Hello OpenTargets team,
I’ve downloaded the parquet files to perform requests locally thanks to R script. However, I’m not able to find out where is located the overall association score. There are many scores mentionned in different tables, unfortunately, I can’t find which one is the overalll association score as it’s described in the user interface. When I compare them with the ones mentionned in the application GUI, there are always different. Is this score calculated directly in the front-end application ? If it is, where can I find this calculation in the sources ?
Also, do you think it’s better to perform all these requests on parquet files or is it better to uses JSON format ?
Many thanks in advance,
Welcome to the Open Targets Community!
We are currently working on adjusting how we generate our datasets, which causes a difference in the scores. As noted in a previous Community post, both scores are correct and valid but there are differences in the algorithm harmonisation strategy due to the on-the-fly scoring feature available in our API. We have opened a GitHub ticket (#1627) and will update the Community once we have a new set of datasets available.
It is also important to note that when you view a page of diseases associated with a target (e.g. SOD2), we show direct association scores. However, when you view a page of targets associated with a disease (e.g. epilepsy), we show indirect association scores. The evidence page shows both direct and indirect evidence for the target-disease association (e.g. SOD2 and epilepsy where the PhenoDigm evidence is for child terms of epilepsy). For more information, please see our web interface documentation.
As for the data file format, it really is a personal preference as both formats contain the same information. Personally, I prefer to use the Parquet files as I have PySpark set up to read-in and query our datasets. There is an R version - sparklyr that provides a similar interface for R.
We also have a Google BigQuery instance where you can run SQL queries and export the results in JSON or CSV format or save to your own Google Cloud bucket. All of our datasets can be queried. Below are some sample queries:
I hope this helps - and check back regularly as we will update the Community when the new datasets are available!
I just wanted to give you an update that our back-end team have fixed the association score files and they match what is now available in the UI.
You can find the files in our FTP in both JSON and Parquet formats. Alternatively, you can also access the data through our BigQuery instance, open-targets-prod.
Hello @ahercules !
Many thanks for giving me these information, this is really great ! I will have a look on these new datasets ASAP.
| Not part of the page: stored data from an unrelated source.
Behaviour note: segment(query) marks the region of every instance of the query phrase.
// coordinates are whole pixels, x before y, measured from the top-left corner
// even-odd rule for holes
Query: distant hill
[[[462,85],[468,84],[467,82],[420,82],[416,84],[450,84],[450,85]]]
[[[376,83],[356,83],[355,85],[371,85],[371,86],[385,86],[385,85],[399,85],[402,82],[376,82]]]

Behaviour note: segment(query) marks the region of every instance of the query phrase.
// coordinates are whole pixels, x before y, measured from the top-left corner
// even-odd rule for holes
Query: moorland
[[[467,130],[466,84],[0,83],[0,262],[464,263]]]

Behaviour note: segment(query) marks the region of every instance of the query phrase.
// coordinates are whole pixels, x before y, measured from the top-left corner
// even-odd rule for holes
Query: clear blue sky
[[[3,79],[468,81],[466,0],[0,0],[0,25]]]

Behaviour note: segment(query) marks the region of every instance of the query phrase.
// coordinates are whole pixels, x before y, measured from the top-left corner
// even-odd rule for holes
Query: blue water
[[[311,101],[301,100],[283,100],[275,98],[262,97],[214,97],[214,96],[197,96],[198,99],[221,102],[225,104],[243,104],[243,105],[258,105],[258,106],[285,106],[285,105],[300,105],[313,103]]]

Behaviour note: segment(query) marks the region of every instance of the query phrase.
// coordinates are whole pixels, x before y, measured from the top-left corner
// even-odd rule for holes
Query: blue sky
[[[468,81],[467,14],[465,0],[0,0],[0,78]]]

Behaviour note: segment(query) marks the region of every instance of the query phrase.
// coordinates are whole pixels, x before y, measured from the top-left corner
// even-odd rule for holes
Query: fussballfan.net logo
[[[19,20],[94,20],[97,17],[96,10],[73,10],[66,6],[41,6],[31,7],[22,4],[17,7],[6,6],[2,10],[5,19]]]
Also, I was looking for a kind of tutorial explaining how we can deploy Open Targets locally. In fact, I’d like to test Open Targets, integrating other data sources, and also, I’d like to be able to deal with score calculations. What would you advice in this case ? I had a look on github, but there are many modules, and I’m not sure of the ones to pick up.
What do you think ?
We are still working on improvements to the our ETL pipelines — specifically the step that aggregates and integrates target annotation data. For more information on our ongoing work in this area, see our GitHub issue tracker #1313 and #1641.
While we work on our ETL pipelines and complete the documentation needed to support local instances, please use our infrastructure documentation page to see which GitHub repos are used for the Platform.